では素材として単純にカーボンのほうが優れているのだろうか?素材自体は軽い、これは大きなメリットである。ただし劣化までの年数が早く、一度の転倒事故で破損してしまうケースが多い。これは軽量化のためにより薄く、となったためであり、カーボンの特性というよりは、生産者側の都合によるものだ。より少ない量のカーボンは、結果的に軽量化に繋がるうえに、経費削減という都合の良さもある。実際にはその為の設計などに手間がかかるために、大きく経費削減とまではいかないが、ちりも積もれば山となる。生産量が増えれば増えるほど、その利益幅が大きくなるのも事実だ。そして破損して廃棄されるカーボンフレームは、産業廃棄物となるのをご存知だろうか?
対して平均的なクロモリは重い。しかし昨今では超軽量チューブや、焼き入れの技法や添加物を加える事で、より軽い素材の開発にも成功している。時には実用性のある完成車で5kg台(フレーム単体で1kg前後)も可能という所まで来ているのだ。また落車などをしてゆがんでも、まっすぐに戻せばまた使えるというのがクロモリの最大のメリットの一つでもある。つまりはリサイクルも可能なら、修理も比較的簡単に行える寿命の長い、ある意味一生モノのフレームということだ。

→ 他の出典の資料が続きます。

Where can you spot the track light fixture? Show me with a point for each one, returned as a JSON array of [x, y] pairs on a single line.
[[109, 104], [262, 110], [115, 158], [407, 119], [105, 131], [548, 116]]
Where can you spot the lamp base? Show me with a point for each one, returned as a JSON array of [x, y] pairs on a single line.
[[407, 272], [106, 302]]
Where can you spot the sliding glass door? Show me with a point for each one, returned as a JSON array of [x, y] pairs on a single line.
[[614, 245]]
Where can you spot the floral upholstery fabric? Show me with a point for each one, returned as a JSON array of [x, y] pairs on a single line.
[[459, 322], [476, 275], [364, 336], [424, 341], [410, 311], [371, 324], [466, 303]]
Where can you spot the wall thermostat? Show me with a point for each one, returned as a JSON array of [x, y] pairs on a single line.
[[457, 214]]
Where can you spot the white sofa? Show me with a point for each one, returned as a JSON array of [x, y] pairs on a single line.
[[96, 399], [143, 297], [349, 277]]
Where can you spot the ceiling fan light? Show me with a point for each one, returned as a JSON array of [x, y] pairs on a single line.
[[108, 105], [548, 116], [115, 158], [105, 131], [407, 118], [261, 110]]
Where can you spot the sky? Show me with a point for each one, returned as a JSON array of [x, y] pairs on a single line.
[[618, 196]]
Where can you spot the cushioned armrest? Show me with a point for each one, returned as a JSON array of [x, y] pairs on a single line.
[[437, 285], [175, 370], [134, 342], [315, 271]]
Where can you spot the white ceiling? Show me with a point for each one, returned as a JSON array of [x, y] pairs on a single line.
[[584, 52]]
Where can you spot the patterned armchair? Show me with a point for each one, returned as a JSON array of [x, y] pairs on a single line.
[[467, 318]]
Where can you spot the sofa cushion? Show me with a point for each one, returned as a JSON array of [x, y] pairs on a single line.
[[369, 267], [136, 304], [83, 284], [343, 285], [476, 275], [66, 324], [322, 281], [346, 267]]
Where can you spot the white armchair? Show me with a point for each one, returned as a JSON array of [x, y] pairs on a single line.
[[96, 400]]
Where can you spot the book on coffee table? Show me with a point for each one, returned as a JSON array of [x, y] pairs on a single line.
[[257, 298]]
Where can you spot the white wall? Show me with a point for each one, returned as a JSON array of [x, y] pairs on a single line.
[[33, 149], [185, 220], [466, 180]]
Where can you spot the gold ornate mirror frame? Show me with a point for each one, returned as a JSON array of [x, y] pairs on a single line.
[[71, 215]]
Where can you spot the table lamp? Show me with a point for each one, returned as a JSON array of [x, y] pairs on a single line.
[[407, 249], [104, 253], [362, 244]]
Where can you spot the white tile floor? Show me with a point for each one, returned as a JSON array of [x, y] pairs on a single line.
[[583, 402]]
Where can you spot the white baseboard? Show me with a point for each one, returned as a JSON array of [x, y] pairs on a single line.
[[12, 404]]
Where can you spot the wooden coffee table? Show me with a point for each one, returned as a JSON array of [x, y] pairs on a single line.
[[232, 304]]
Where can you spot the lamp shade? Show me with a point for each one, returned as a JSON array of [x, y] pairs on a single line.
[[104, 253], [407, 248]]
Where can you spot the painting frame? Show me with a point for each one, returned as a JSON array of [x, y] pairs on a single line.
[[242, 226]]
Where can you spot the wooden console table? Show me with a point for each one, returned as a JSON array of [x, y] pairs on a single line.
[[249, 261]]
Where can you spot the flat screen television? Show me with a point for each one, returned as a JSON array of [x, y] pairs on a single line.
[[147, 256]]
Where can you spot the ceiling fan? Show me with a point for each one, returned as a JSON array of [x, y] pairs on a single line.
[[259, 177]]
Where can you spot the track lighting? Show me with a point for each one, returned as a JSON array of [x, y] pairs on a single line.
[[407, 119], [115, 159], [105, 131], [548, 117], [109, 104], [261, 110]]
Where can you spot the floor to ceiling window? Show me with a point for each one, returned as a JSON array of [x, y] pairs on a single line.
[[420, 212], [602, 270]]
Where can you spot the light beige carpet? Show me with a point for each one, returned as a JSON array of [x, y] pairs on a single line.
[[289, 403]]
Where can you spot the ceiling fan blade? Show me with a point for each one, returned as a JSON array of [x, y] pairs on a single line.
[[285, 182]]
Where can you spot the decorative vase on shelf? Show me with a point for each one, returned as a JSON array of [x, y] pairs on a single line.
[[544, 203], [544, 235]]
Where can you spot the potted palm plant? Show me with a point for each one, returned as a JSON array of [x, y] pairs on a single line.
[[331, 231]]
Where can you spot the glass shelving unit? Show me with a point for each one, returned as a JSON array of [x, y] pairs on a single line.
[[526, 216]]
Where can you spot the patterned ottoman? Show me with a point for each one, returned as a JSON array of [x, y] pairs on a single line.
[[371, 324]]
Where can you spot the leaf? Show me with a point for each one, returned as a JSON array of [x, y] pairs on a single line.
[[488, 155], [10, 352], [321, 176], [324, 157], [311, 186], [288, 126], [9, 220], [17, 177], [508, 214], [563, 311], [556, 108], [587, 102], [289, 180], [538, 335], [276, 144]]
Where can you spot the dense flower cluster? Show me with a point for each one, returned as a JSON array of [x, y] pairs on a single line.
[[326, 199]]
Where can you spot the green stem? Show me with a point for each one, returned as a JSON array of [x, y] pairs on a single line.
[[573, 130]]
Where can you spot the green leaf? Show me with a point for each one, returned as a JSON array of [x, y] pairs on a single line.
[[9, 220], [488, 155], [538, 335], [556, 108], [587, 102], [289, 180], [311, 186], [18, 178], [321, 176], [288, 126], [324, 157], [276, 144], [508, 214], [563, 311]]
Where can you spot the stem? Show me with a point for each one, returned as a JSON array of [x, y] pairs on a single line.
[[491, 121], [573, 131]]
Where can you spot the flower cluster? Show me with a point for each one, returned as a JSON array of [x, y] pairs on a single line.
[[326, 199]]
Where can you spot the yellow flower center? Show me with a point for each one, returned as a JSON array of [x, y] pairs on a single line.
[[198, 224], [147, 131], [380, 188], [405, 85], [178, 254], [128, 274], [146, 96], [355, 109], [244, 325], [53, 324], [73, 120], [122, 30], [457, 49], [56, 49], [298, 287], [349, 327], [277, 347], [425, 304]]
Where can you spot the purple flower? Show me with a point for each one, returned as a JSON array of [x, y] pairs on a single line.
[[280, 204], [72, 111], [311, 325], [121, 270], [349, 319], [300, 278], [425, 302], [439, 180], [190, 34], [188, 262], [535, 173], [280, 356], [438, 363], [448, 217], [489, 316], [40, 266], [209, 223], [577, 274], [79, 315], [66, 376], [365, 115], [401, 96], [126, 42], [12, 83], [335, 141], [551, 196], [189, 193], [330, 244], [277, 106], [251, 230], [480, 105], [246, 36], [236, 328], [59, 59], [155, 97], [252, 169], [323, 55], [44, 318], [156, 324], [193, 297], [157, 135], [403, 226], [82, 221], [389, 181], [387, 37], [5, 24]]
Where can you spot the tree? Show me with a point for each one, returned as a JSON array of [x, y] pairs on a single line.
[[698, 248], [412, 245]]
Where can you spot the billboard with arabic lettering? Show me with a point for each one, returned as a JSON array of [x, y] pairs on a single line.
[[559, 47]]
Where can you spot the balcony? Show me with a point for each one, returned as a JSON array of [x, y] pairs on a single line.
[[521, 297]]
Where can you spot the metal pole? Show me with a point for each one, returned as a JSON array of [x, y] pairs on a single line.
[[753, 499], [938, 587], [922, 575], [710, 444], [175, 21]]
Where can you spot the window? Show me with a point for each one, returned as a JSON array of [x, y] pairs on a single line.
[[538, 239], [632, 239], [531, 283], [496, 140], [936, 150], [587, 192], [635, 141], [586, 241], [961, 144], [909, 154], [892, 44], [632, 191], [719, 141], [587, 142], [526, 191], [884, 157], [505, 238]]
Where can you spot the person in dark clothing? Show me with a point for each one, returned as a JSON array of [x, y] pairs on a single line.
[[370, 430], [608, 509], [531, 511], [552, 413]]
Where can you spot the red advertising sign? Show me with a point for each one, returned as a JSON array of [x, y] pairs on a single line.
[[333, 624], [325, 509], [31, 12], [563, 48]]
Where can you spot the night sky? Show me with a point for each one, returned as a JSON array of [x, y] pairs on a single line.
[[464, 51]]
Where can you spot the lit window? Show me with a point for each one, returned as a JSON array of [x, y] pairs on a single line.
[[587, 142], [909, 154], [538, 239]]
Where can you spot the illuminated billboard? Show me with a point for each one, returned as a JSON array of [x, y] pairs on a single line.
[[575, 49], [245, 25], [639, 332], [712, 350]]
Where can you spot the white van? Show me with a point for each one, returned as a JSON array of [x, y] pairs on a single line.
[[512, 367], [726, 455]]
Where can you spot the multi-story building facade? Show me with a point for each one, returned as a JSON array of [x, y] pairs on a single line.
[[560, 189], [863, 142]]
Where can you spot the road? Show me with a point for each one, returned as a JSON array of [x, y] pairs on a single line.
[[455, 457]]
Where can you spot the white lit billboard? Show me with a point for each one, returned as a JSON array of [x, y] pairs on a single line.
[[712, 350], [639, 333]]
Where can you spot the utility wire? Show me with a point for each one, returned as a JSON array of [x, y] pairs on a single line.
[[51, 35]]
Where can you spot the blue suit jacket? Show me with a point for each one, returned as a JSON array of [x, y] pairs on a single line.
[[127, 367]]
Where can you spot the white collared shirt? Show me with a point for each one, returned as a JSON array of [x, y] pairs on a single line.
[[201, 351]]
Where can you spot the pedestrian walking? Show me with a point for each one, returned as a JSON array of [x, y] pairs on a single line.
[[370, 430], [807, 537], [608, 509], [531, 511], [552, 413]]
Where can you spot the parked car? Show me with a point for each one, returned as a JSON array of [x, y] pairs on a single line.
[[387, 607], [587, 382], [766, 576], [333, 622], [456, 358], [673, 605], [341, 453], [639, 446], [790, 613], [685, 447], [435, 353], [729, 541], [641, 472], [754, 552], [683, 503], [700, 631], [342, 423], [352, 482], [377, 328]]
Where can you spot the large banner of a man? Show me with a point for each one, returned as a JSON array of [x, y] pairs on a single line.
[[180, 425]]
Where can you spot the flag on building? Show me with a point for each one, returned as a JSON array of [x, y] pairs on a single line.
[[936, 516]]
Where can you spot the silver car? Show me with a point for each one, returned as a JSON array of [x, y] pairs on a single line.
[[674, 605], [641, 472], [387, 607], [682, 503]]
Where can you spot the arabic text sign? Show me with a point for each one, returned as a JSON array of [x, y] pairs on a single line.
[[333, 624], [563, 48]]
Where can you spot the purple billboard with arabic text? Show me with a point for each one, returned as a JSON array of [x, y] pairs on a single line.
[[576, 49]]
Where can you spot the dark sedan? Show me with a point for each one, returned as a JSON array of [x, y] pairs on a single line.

決してカーボンが悪いというわけではない。レース用として優れており、ある意味必需品であり、カーボンだからこそ可能なことも多い。ただ現実として多くの媒体の紹介記事が舶来物のフレームに偏っている。それに対してクロモリのハンドメイドビルダーの仕事に、スポットライトが当たることは稀であり、特集として時折組まれる程度というのが現実だ。日本の職人技は凄い、同じ金額を払うのであれば自分だけのオンリーワンを作れる日本の自転車工房も選択肢に加える事をオススメする。自国の文化や職人を尊重するのは素晴らしいことだ。その良さを理解できれば、あなたも粋で鯔せな大和っ子だ。